代表の伊藤が、これまでメルマガ「広告の達人」の中で、好奇心のままに書き綴った、 時事問題・政治・IT・旅行・スポーツ・ビジネスなどのエッセーをまとめています。

テーマ:インドみてある記その7

前回は、「インドみてある記その6」でしたね。
「村を歩く」「電気なし、水道なしの暮らし」「経済成長に乗る人、変わ
らぬ人」などでした。

聖地ベナレスへ

 ブッダガヤーをあとにした私は、再び夜行列車に乗り、ベナレス(バラ
ナシともいう)へ向かいました。

ブッダが現れる前から開けていたというベナレスの街は、大変古くて、現
在も大都会です。
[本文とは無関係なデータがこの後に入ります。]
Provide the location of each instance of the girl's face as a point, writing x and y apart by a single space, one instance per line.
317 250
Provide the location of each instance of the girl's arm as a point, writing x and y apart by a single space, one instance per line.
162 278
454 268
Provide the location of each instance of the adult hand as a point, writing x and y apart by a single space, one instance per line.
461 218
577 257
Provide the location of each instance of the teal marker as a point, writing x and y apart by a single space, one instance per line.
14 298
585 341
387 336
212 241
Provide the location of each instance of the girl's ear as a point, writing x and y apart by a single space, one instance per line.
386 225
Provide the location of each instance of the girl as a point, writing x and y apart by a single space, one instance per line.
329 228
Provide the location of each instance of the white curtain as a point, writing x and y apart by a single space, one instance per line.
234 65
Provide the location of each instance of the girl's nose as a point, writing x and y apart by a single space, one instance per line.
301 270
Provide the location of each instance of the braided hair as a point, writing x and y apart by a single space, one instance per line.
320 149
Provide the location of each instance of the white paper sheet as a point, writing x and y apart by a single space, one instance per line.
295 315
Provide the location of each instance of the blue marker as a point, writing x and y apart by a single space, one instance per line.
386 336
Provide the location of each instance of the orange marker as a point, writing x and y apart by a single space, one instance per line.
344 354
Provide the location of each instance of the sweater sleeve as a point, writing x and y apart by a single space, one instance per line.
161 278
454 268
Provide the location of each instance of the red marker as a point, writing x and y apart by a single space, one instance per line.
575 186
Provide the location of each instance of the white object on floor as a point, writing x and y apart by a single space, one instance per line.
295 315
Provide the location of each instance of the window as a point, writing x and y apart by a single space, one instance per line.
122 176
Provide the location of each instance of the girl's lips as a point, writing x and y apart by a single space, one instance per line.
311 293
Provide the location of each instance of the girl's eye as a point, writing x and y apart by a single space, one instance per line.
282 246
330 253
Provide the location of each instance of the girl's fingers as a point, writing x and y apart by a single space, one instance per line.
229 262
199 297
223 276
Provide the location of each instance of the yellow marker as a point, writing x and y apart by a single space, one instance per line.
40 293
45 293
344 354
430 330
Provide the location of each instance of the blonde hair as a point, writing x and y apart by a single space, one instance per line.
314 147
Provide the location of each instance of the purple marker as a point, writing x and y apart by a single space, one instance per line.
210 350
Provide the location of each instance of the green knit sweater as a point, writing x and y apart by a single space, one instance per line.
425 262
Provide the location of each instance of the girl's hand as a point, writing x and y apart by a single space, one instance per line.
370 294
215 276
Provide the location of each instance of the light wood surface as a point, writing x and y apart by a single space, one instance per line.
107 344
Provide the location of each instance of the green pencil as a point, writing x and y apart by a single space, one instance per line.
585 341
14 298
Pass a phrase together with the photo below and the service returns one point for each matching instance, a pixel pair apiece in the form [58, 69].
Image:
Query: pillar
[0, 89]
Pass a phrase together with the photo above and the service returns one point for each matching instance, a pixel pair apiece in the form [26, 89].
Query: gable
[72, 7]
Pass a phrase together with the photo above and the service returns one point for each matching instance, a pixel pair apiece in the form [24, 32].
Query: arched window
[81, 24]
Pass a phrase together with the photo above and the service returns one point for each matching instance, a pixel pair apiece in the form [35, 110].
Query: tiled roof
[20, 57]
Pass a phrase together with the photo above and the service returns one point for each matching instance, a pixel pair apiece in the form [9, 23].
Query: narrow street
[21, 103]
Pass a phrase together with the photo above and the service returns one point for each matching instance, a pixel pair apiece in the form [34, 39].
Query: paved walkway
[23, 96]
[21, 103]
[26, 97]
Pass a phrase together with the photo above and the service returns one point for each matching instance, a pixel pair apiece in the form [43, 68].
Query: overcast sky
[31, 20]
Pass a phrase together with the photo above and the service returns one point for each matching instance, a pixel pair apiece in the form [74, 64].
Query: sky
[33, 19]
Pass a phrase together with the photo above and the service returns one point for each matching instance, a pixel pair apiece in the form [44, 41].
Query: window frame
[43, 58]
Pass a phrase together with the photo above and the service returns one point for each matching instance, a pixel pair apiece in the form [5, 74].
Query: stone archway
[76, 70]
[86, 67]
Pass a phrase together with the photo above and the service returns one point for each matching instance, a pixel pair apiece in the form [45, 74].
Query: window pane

道路も古いだけに、大量の車とバイクと自転車と牛たち
が、押し合いへしあいしながら、蛇行して流れています。

ここは、インド人が、
「死ぬまでに一度は訪れたい」
「死んだら、ここで埋葬してほしい」
と願う、ヒンズー教で一番の聖地です。

日本では、死体が川を流れている、とか、のら犬が死体を食べている、な
どといったキワモノ的な印象で語られることも多いのですが、それらはい
ずれも宗教上の理由によるもので、インド人にとっては、とても崇高な儀
式の結果なのです。

参考:遠藤周作「深い河」(わけありの日本人がベナレスを旅する小説)

夜明けの沐浴をみにいく

さっそく翌朝、ヒンズー教徒の儀式である、沐浴を見学に出かけました。

まだ朝5時前というのに、たくさんのインド人()が群れをなして、川の
ほとり(ガートという階段状になっている場所)に押しかけ、ボヤボヤし
ていると、ドツかれてしまいます(笑)

一心不乱に経文を唱えながら水をかぶる人、頭まで水に浸かる行為を繰り
返す人、持ってきたコップやバケツに水を汲む人、彼らに花を売る人、食
べ物屋などなど、ゴチャゴチャになっており、火事場の大騒ぎのようです。

輪廻転生を繰り返すという考え方のヒンズー教では、死ぬとこの川に帰り、
また来世に生まれ変わってくるといいます。来世に人間として戻れるよう
(虫や獣になることもあるらしい)、願いを込めて祈るのです。

河原の一角には、青空火葬場があります。
亡くなった人をここまで親族が運んできて、火葬にします。屋根や囲いが
ないので、誰でも遺体を焼いているのがみられます。

焼き終わると、そのまま川に流され、その人の魂はあの世に帰っていきます。

川の流れはとても濁っていて、茶色をしています。おそらく水中にはとん
でもなく、さまざまなものが沈澱しているのでしょうが、誰もそんなこと
はいいません。

地元の人にとっては、生活の場でもあるので、沐浴や火葬をしている隣で、
洗濯をしたり、体をせっけんで洗ったりしています。

死を正面からみつめる聖なる場所でありながら、生きる人の暮らしの場所
でもある。混沌(カオス)としたインドを体現する場所として、初めて見
た時は、めまいがしました。

死を考えると、生を考える

日本では、火葬場でガスで焼かれてしまうので、終わった後、親族が骨を
拾うだけです。お正月や試験のときくらいしか、祈ることもしません。

亡くなるのもほとんどが病院であり、地下の霊安室から運ばれてしまうの
で、現代では死を正面からみることがなくなっています。

「死ぬことを真剣に考えないから、生きることを真剣に考えないのだ」
という言葉があります。

確かに、飢えや戦争などがあれば、死が身近にあり、どうやってそこから
逃れるか、つまり生き抜くかを一生懸命考えねばなりません。

しかし、今の日本では、いくら不況とはいえ、死がまじかに迫ることはめ
ったになく、元気でありさえすれば、なんとか生きていくことができます。
なんとなくでも、生活はできるのです。

平和で豊かな社会の恩恵を受けているのを当然としてきた我々ですが、一
方で、ふわふわ、もやもやとした、漠然とした生き方をしてしまいがちな
風潮につながっている気もしました。

今一度、真剣に自分がいきているのか?
自問自答してみよう。
そんな気持ちになりました。

(つづく)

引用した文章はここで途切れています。